ICSR coursework focuses on empowering students to improve their leadership talents, critical thinking, collaboration skills, and communicative abilities. All of these are important for a student's degree, regardless of major, and we welcome students from all disciplines, encouraging them to think of creative ways to merge their ICSR coursework with their major. Past and present students in ICSR have majored in Anthropology, English, Interdisciplinary Studies, Religious Studies, and Spanish, among other things.
Courses in Citizenship and Social Justice aid in building necessary skills for campus and community leadership, and ICSR students are active workers and volunteers in a variety of groups and organizations both on and off campus. Past and present examples include Public Achievement, Student Identity Outreach, WKU Greentoppers, Black Student Alliance, WKU Office of Institutional Diversity and Inclusion, Community Options, Enactus, Community Threads, and Kentuckians for the Commonwealth.

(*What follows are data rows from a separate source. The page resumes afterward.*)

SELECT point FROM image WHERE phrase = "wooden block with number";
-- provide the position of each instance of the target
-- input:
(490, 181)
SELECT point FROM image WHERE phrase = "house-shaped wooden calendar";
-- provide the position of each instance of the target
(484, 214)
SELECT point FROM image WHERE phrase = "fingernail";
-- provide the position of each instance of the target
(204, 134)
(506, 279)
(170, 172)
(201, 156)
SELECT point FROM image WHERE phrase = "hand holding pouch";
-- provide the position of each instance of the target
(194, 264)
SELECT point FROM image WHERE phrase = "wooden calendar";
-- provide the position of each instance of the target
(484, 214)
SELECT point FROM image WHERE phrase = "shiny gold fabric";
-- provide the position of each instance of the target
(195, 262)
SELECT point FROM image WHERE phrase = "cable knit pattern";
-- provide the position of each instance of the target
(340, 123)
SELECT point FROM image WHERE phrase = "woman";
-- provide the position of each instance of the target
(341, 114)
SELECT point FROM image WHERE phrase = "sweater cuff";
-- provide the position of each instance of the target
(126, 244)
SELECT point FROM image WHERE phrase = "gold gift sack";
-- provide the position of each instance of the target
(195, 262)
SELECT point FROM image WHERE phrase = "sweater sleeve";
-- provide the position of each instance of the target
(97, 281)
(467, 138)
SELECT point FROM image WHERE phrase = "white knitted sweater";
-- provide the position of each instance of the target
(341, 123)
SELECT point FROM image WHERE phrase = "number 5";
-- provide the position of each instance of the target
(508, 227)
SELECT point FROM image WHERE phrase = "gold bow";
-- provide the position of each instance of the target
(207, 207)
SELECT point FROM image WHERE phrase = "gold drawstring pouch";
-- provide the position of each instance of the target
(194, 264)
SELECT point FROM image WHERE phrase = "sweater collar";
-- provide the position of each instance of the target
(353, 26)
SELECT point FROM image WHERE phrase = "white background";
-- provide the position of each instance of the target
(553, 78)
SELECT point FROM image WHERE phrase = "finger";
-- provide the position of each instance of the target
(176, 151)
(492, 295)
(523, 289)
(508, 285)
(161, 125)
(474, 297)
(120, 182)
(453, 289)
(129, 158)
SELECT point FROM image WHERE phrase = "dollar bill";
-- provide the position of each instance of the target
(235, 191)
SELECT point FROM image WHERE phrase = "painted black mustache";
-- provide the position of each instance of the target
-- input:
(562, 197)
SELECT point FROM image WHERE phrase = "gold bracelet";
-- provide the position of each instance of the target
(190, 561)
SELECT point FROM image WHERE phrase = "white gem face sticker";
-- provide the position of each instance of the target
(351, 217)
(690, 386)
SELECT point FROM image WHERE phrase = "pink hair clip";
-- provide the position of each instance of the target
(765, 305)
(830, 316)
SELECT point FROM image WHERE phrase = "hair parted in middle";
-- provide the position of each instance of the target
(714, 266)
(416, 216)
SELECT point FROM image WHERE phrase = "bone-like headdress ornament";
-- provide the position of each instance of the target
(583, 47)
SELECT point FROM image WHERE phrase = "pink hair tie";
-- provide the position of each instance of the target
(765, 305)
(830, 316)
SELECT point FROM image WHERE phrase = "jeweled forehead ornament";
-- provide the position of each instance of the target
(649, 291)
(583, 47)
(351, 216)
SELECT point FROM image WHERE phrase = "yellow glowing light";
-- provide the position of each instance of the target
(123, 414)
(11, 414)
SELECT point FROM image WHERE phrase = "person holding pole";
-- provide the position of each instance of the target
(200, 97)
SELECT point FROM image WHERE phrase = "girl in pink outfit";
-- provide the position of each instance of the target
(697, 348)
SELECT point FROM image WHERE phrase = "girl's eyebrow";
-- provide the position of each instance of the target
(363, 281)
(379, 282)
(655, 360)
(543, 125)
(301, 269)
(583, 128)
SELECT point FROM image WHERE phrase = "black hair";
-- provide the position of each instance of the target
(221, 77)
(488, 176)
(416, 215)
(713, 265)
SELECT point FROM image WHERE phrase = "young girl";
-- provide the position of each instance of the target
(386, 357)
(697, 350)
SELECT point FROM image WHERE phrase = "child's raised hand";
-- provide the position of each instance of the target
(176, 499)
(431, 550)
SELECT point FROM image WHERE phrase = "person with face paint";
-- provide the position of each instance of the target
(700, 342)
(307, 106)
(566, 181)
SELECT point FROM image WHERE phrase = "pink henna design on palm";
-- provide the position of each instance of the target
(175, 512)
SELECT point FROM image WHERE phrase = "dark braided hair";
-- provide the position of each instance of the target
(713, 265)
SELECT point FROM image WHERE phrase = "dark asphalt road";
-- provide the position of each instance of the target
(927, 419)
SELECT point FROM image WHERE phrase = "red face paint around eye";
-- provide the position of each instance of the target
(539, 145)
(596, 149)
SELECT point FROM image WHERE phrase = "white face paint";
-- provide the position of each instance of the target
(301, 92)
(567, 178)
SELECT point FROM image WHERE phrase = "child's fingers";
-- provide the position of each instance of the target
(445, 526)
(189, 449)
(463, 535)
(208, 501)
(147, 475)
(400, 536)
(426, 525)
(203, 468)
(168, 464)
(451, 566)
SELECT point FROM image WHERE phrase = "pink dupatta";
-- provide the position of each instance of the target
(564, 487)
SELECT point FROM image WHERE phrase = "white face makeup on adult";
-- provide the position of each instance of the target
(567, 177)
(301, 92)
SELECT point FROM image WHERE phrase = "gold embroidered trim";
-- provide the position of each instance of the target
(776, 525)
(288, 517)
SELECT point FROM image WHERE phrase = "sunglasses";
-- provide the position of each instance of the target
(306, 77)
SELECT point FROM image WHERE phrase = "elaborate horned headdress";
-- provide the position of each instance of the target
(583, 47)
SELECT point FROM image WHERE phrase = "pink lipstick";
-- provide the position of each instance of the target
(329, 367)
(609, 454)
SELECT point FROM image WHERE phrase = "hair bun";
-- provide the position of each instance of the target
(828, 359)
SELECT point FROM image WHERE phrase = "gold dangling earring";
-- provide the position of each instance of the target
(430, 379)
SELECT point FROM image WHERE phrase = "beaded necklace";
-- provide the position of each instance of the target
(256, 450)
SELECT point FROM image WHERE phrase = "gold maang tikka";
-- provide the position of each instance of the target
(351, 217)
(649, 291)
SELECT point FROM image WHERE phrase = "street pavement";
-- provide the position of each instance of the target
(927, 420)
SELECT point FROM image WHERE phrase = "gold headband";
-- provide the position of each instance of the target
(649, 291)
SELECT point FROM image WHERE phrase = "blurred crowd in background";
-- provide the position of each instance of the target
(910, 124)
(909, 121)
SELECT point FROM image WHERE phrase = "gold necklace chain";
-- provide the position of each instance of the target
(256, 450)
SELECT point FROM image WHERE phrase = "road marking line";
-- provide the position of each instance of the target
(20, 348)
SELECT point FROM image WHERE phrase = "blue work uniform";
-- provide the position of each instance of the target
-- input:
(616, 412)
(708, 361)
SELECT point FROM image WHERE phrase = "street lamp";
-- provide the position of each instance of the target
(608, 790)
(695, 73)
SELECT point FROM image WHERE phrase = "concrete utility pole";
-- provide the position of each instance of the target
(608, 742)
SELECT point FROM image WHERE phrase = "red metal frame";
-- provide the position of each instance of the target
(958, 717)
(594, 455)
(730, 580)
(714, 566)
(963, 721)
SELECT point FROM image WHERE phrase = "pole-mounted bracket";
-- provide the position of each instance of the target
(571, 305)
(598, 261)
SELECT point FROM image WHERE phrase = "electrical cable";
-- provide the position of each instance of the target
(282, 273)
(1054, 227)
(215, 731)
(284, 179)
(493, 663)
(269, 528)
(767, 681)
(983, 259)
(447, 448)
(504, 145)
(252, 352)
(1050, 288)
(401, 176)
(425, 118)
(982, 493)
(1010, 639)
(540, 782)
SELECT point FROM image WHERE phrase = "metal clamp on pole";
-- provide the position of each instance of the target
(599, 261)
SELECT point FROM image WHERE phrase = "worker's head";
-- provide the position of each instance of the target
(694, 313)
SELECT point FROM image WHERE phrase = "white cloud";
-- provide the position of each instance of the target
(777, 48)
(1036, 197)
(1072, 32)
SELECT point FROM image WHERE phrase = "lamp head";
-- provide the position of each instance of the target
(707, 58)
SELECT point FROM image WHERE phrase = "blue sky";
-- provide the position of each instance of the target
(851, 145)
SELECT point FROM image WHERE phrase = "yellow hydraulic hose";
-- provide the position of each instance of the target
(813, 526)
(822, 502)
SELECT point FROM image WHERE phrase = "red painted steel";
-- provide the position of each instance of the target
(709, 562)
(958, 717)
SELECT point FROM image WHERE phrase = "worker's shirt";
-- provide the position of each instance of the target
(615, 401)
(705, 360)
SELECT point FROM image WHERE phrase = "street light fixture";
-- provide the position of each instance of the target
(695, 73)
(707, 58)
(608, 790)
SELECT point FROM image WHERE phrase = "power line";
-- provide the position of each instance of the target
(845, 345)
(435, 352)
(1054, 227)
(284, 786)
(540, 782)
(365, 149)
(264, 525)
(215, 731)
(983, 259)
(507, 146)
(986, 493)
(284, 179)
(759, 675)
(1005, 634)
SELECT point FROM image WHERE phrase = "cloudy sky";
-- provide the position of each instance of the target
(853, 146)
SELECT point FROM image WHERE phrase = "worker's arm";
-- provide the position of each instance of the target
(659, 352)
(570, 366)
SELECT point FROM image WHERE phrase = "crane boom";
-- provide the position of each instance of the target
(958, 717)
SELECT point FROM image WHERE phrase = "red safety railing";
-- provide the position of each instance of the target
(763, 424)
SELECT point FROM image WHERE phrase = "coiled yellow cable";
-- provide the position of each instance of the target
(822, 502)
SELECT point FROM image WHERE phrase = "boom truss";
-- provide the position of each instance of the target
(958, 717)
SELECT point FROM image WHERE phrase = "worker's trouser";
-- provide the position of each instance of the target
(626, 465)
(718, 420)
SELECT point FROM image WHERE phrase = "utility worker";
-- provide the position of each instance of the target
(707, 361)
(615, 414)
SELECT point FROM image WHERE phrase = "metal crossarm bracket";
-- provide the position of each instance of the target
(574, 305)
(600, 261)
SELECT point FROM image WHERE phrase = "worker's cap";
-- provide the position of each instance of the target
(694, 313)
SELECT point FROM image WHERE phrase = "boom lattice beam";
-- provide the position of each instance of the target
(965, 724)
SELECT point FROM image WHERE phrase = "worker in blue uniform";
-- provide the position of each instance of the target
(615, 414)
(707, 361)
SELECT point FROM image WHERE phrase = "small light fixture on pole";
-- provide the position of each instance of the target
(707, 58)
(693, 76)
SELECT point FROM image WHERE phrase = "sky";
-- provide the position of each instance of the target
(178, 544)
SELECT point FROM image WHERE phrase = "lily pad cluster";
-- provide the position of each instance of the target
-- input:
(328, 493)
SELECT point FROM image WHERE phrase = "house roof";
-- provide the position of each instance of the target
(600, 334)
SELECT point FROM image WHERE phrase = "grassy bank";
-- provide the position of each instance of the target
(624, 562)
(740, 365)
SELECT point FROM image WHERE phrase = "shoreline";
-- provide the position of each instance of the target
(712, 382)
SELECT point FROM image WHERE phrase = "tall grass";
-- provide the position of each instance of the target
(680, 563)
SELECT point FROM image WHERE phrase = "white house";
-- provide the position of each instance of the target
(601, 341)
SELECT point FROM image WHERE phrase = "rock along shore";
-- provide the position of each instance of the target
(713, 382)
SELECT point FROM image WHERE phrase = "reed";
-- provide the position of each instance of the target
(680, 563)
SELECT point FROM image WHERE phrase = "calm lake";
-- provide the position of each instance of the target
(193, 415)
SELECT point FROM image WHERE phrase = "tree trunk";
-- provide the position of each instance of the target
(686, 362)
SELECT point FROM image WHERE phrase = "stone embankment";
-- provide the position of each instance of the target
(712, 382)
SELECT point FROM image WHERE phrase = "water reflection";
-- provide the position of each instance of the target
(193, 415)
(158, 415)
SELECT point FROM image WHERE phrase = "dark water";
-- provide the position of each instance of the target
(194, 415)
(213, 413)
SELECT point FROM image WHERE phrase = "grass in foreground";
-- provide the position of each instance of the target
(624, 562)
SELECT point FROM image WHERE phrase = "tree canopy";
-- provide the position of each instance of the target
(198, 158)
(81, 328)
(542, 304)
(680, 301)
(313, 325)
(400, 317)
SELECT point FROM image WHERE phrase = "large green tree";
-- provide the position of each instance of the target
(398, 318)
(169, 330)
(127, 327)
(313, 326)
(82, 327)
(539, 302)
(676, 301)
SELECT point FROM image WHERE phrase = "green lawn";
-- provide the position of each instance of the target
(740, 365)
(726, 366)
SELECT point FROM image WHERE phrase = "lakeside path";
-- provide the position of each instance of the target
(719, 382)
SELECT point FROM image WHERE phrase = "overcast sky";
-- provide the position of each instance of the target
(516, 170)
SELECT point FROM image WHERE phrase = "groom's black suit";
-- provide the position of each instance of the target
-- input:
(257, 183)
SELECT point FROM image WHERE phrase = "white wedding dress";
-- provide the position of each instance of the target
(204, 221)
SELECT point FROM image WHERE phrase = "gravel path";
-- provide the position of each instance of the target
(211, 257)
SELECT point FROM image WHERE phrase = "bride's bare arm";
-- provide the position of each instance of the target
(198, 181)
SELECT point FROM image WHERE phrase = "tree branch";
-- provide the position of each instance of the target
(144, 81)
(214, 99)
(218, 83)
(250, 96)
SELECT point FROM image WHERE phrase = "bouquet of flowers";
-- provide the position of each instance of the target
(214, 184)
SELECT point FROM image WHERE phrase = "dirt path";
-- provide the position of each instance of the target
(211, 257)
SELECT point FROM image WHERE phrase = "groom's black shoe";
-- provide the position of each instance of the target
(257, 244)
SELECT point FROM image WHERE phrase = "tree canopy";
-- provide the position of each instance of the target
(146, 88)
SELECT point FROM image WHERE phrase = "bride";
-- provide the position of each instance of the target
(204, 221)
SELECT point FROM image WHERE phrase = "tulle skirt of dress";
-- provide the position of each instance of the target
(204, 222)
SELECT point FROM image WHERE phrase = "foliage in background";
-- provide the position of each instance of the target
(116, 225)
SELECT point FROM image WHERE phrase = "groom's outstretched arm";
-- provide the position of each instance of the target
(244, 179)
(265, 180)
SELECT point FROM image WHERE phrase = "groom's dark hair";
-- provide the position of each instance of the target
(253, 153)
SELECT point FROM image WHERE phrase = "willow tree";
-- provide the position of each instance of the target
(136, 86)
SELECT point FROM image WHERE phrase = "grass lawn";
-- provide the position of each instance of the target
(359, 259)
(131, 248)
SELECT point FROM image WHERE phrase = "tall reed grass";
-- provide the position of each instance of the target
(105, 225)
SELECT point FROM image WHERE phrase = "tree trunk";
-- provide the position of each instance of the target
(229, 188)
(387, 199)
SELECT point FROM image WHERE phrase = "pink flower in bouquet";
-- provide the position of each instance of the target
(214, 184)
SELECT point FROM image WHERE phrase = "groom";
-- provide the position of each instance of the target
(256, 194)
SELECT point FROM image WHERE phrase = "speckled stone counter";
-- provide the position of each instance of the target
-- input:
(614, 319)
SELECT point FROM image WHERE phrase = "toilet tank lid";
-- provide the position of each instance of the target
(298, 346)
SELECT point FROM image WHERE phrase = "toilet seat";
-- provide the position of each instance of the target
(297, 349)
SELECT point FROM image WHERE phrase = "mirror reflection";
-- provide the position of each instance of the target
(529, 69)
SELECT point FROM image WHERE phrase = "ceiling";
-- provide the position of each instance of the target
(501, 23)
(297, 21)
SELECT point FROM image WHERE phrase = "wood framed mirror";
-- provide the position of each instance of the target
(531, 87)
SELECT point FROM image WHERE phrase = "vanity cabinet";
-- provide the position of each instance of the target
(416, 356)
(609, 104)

A minor in Citizenship & Social Justice opens many opportunities, both locally and outside of the region. For those interested in the public sector, there are many opportunities to work in local, state, and federal governmental agencies, as well as educational institutions; in addition, students interested in programs such as AmeriCorps Peace Corps, and Teach for America would benefit from the minor. If students are interested in private-sector organizations, many businesses are increasingly interested in social responsibility; in addition, areas such as business cooperatives, publishing, media, marketing, consulting, and entrepreneurship are potential fields of interest.
Nonprofit and community-based opportunities are a major area of potential for students in the minor. Students will gain the skills that are necessary to work in social justice organizations, grassroots advocacy, religious organizations, creative arts programs, environmental justice, sustainable food systems, and the cultural sustainability sector. Many community-based initiatives, such as public health programs, refugee and immigration support, community-based education, and farmers' markets, are also options for students with a minor in Citizenship and Social Justice.